Today, however, a new development trajectory is emerging—one driven by precision agriculture technologies and anchored in deepening China–Kenya cooperation.
At the centre of this shift are Chinese agri-technology firms XAG and DJI, globally recognised leaders in unmanned aerial systems for agriculture. Data from the International Data Corporation (IDC, 2023) shows that DJI controls an estimated 70 per cent of the global civilian drone market, while XAG operates agricultural automation systems in more than 50 countries. Africa has been identified as a strategic growth region, according to XAG’s 2023 Annual Report.
In Kenya, these technologies are increasingly deployed not merely as imported hardware, but as integrated farming systems adapted to local ecological and economic conditions.
The efficiency gains are well documented. According to the Food and Agriculture Organization (FAO, 2022) and field performance data published by DJI Agriculture in 2021, precision drone spraying can reduce pesticide use by 30–50 per cent and lower water consumption by up to 90 per cent compared to conventional blanket spraying.
These reductions are particularly significant in Kenya, where farm inputs account for more than 60 per cent of total production costs for smallholder farmers, according to 2021 data from the Tegemeo Institute of Agricultural Policy and Development.
County-level adoption illustrates this impact clearly. In Kericho County, tea estates have begun using drone-based foliar spraying to improve uniformity and leaf quality while reducing chemical runoff into river systems feeding Lake Victoria. In Uasin Gishu County, large-scale maize producers are integrating soil sensors and variable-rate fertiliser application—technologies supported by drone mapping—to optimise nitrogen use and stabilise yields amid increasingly erratic rainy seasons.
Meanwhile, in Makueni and Kitui counties, where water scarcity is chronic, pilot drone programmes combined with precision irrigation have helped horticultural farmers reduce water losses and improve crop survival rates during prolonged dry spells.
Kenya is, therefore, not a passive recipient of Chinese technology. Its innovation ecosystem—anchored by hubs such as iHub, Gearbox and university-linked incubators—plays a central role in localisation. Kenyan start-ups are developing AI-driven analytics platforms that translate drone imagery into actionable insights tailored to smallholder plots, while mobile-based advisory tools deliver real-time recommendations to farmers.

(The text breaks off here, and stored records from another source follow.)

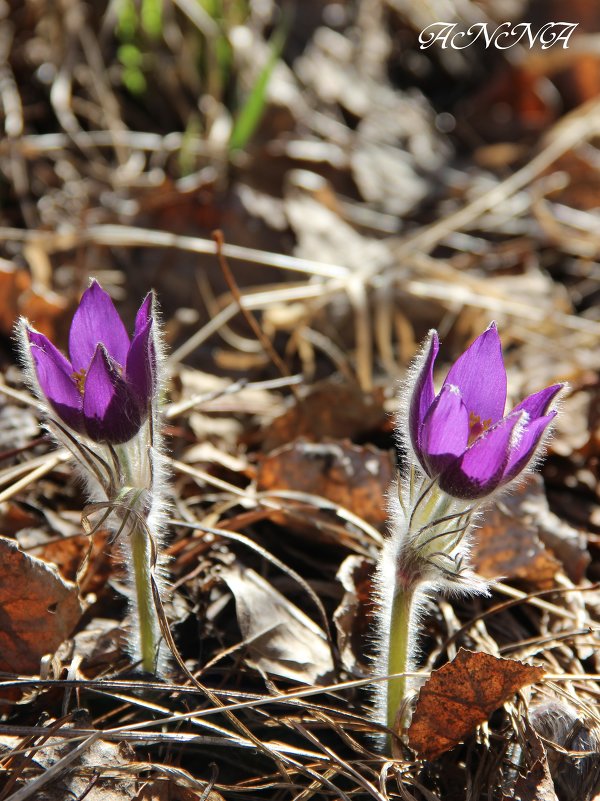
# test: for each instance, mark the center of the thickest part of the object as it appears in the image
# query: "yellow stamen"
(79, 378)
(477, 426)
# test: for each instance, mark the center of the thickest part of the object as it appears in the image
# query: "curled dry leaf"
(353, 618)
(279, 638)
(529, 504)
(354, 476)
(38, 609)
(509, 547)
(461, 695)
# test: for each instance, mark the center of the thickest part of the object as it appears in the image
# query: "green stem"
(399, 653)
(141, 551)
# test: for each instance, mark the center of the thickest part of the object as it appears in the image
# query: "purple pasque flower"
(461, 436)
(105, 390)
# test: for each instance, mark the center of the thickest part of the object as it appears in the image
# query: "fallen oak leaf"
(38, 609)
(353, 476)
(461, 695)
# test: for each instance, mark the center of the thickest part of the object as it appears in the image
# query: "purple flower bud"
(461, 436)
(105, 391)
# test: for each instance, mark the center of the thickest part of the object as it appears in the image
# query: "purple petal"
(537, 404)
(522, 453)
(480, 469)
(445, 431)
(140, 367)
(480, 375)
(423, 391)
(144, 313)
(54, 375)
(96, 321)
(111, 411)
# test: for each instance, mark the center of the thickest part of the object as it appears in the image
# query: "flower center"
(79, 379)
(477, 426)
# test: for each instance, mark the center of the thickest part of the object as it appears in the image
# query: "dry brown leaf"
(77, 780)
(18, 297)
(353, 618)
(354, 476)
(38, 609)
(461, 695)
(537, 785)
(279, 637)
(507, 547)
(529, 504)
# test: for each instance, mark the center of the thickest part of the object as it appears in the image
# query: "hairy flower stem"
(399, 655)
(149, 630)
(137, 476)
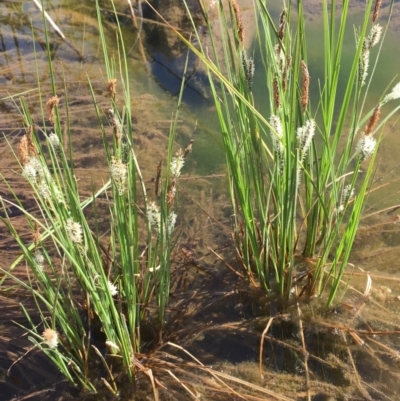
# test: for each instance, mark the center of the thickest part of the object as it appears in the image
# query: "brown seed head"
(375, 15)
(305, 85)
(282, 25)
(373, 120)
(51, 105)
(277, 98)
(23, 150)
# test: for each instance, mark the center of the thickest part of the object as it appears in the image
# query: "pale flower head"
(171, 222)
(50, 338)
(366, 146)
(112, 288)
(347, 194)
(118, 171)
(154, 269)
(39, 258)
(55, 142)
(176, 165)
(74, 231)
(32, 168)
(153, 215)
(375, 35)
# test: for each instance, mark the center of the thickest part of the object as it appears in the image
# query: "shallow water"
(231, 342)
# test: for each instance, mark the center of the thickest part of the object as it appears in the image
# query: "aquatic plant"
(93, 283)
(299, 170)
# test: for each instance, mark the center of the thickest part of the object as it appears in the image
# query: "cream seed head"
(32, 168)
(304, 136)
(171, 222)
(39, 258)
(118, 171)
(50, 338)
(112, 288)
(366, 146)
(55, 142)
(74, 231)
(347, 194)
(153, 215)
(375, 35)
(176, 165)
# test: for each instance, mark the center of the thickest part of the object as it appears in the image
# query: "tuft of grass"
(299, 172)
(94, 284)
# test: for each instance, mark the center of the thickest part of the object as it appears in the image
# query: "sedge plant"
(299, 171)
(93, 286)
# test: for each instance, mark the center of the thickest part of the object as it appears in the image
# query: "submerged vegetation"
(300, 166)
(298, 178)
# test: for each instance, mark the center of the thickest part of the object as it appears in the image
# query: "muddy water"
(216, 326)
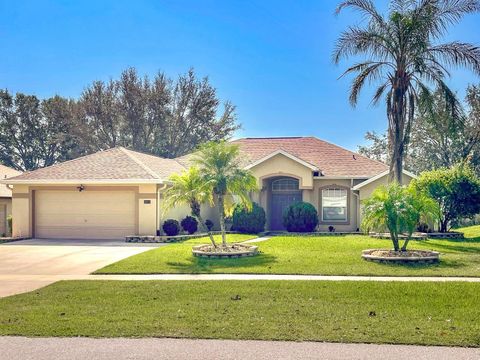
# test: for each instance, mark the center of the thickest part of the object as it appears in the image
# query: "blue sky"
(270, 58)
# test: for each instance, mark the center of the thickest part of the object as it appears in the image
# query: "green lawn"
(335, 255)
(409, 313)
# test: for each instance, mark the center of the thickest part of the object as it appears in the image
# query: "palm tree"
(404, 58)
(189, 188)
(220, 165)
(398, 209)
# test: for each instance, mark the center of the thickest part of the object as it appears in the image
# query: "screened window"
(334, 204)
(285, 185)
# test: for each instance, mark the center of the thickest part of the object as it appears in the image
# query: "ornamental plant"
(456, 191)
(189, 224)
(225, 178)
(300, 217)
(397, 209)
(249, 221)
(171, 227)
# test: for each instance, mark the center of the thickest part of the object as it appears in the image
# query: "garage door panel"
(94, 214)
(3, 219)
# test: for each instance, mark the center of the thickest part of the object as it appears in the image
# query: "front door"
(280, 201)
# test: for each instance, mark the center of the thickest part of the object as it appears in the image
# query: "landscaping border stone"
(415, 236)
(168, 239)
(315, 233)
(249, 250)
(447, 235)
(428, 257)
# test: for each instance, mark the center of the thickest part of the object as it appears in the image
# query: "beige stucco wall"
(5, 204)
(366, 191)
(281, 165)
(145, 198)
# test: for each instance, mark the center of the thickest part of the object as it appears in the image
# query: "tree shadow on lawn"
(455, 246)
(203, 265)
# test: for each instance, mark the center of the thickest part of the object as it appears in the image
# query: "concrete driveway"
(30, 264)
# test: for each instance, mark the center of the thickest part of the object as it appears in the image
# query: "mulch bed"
(229, 251)
(401, 257)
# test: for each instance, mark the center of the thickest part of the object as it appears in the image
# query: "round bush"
(209, 224)
(300, 217)
(249, 222)
(189, 224)
(171, 227)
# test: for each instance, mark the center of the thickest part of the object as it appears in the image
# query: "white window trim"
(346, 206)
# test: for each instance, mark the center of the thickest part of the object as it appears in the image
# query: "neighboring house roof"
(330, 159)
(379, 176)
(6, 172)
(114, 165)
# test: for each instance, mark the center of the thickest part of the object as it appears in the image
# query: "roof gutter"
(81, 181)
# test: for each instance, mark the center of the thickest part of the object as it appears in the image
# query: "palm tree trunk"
(394, 237)
(205, 229)
(404, 247)
(195, 207)
(396, 113)
(221, 210)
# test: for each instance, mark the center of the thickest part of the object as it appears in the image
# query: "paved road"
(16, 348)
(30, 264)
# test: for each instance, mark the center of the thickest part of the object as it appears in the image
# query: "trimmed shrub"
(209, 224)
(300, 217)
(249, 222)
(171, 227)
(189, 224)
(9, 222)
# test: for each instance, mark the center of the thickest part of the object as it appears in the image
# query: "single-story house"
(118, 192)
(5, 199)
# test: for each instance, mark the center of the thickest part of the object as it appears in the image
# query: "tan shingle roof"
(331, 159)
(113, 164)
(123, 164)
(6, 172)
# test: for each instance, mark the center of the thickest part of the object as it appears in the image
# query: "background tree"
(220, 165)
(159, 116)
(404, 59)
(36, 133)
(456, 190)
(440, 138)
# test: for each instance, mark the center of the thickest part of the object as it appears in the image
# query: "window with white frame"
(334, 204)
(285, 185)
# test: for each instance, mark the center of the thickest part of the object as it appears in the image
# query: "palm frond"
(458, 54)
(371, 72)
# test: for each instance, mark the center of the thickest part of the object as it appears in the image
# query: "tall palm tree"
(189, 188)
(404, 57)
(220, 165)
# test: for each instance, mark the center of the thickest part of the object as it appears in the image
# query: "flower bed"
(230, 251)
(401, 257)
(447, 235)
(415, 236)
(168, 239)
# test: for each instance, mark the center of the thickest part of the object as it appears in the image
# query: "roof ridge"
(65, 162)
(138, 162)
(350, 151)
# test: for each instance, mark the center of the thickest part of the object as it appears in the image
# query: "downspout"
(357, 196)
(157, 214)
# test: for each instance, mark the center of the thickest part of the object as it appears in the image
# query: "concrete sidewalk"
(16, 348)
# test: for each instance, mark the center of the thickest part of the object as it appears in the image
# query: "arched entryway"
(284, 192)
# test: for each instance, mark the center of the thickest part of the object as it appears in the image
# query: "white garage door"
(84, 215)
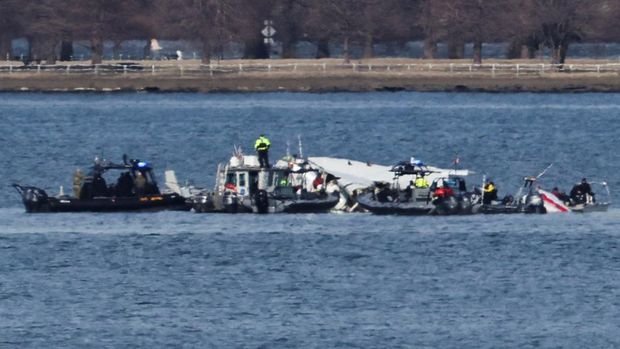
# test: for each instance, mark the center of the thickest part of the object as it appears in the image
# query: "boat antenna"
(301, 150)
(544, 171)
(484, 180)
(456, 162)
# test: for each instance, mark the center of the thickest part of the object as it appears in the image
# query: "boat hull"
(35, 200)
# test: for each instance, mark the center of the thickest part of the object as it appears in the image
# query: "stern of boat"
(34, 199)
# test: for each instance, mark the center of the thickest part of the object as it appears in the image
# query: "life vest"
(421, 182)
(262, 143)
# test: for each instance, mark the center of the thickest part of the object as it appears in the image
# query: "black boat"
(447, 195)
(242, 186)
(135, 190)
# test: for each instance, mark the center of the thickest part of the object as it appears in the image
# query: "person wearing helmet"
(262, 146)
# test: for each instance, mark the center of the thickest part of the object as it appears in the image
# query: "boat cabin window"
(242, 180)
(231, 178)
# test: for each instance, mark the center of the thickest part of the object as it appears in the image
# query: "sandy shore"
(313, 81)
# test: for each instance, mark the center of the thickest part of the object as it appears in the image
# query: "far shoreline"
(337, 78)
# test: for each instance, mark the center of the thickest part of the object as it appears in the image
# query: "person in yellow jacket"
(490, 193)
(262, 146)
(421, 182)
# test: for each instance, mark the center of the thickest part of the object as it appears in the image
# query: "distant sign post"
(268, 32)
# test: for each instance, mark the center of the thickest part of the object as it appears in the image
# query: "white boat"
(243, 186)
(356, 177)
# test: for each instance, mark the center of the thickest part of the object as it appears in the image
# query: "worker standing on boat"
(490, 193)
(420, 181)
(262, 146)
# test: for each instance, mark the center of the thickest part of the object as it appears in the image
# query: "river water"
(173, 279)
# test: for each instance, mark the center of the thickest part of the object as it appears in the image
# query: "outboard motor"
(261, 200)
(34, 199)
(533, 203)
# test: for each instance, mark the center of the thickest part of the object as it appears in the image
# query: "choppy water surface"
(337, 280)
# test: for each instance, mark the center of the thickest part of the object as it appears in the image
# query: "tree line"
(51, 26)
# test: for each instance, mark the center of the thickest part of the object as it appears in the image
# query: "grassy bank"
(315, 76)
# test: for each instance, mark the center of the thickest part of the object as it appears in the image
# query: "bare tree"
(561, 22)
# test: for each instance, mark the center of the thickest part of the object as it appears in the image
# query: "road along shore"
(330, 76)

This dynamic complements China’s strength in scalable hardware manufacturing with Kenya’s advantage in contextual software development and farmer-centric design, creating a genuinely co-produced innovation model.

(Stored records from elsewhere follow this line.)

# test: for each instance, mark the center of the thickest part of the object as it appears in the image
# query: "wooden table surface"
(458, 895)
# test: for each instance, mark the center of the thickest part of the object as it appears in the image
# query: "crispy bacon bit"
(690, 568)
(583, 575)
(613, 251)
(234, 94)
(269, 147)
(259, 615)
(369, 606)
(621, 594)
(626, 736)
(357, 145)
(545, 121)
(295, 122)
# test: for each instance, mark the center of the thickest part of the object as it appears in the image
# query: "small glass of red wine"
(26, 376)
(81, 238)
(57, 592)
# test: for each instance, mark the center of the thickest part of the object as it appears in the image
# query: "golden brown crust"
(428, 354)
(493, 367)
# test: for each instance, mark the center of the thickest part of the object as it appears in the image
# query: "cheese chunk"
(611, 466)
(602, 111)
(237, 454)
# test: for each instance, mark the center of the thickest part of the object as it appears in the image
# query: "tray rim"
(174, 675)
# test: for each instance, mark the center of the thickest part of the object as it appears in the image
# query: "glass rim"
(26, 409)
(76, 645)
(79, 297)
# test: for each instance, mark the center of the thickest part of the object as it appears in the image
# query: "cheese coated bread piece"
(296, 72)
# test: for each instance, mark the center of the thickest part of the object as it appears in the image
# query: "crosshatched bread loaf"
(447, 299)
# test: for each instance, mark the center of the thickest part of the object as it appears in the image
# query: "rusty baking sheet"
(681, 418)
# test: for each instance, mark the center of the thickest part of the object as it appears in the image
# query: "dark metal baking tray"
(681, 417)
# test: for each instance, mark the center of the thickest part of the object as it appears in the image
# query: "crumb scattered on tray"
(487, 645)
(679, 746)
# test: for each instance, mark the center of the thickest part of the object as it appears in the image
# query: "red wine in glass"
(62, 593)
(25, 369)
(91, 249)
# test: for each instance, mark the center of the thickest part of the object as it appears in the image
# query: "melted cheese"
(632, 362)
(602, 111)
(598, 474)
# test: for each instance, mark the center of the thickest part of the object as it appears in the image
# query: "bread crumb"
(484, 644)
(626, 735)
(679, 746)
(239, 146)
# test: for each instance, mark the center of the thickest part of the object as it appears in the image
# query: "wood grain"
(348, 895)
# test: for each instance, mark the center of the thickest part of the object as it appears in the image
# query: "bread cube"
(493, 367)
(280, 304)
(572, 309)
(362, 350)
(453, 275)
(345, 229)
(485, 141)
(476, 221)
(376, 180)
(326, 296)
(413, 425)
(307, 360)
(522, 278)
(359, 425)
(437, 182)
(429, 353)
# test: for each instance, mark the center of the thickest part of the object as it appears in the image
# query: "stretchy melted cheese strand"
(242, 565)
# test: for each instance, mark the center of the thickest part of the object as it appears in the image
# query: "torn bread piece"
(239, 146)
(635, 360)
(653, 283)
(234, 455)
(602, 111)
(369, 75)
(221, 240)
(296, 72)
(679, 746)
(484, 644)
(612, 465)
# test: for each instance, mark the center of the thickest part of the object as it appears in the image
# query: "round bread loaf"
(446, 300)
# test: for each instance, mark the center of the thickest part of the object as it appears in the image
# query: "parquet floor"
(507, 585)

Market-driven collaboration is further reinforced by state-level commitments. Kenya and China have signed and renewed multiple Memoranda of Understanding on agricultural cooperation, particularly under the framework of the Forum on China–Africa Cooperation (FOCAC). Agreements concluded in 2021 between Kenya’s Ministry of Agriculture and China’s Ministry of Agriculture and Rural Affairs emphasise technology transfer, training and joint research.
A flagship outcome is the China–Kenya Joint Laboratory for Crop Molecular Biology, which supports collaborative research on drought tolerance and crop resilience—an urgent priority as climate stress intensifies across arid and semi-arid counties such as Garissa, Isiolo and Marsabit.
The productivity implications are substantial. Research by the Brookings Institution (2019) and the International Food Policy Research Institute (2020) found that precision agriculture technologies can increase smallholder yields by 15–25 per cent, primarily through optimised input use and improved pest and disease management.
In Kenya, early adopters in Nakuru County’s horticulture belt and Trans Nzoia’s maize zone report reduced fertiliser waste, improved crop health and more predictable output—key determinants of farmer income stability.
Strategically, this signals a structural shift in Kenya–China engagement, from infrastructure-led cooperation toward a knowledge-intensive, productivity-enhancing partnership. For Kenya, the policy imperative is clear: incentivise local assembly of smart farming equipment, integrate digital tools into county-level agricultural extension services, and invest in farmer digital literacy. For China, deeper investment in regional agri-tech research and training centres would position Kenya as a continental hub for testing, adaptation and skills transfer.
This is the often-overlooked story of the partnership. It is not defined by debt accumulation or raw extraction, but by data efficiency, institutional learning and shared capability. By co-investing in precision agriculture, Kenya and China are advancing a development model that strengthens food security, raises rural incomes and builds long-term technological sovereignty.
The harvest being cultivated is not only measured in tonnes, but in resilience, knowledge and mutual prosperity.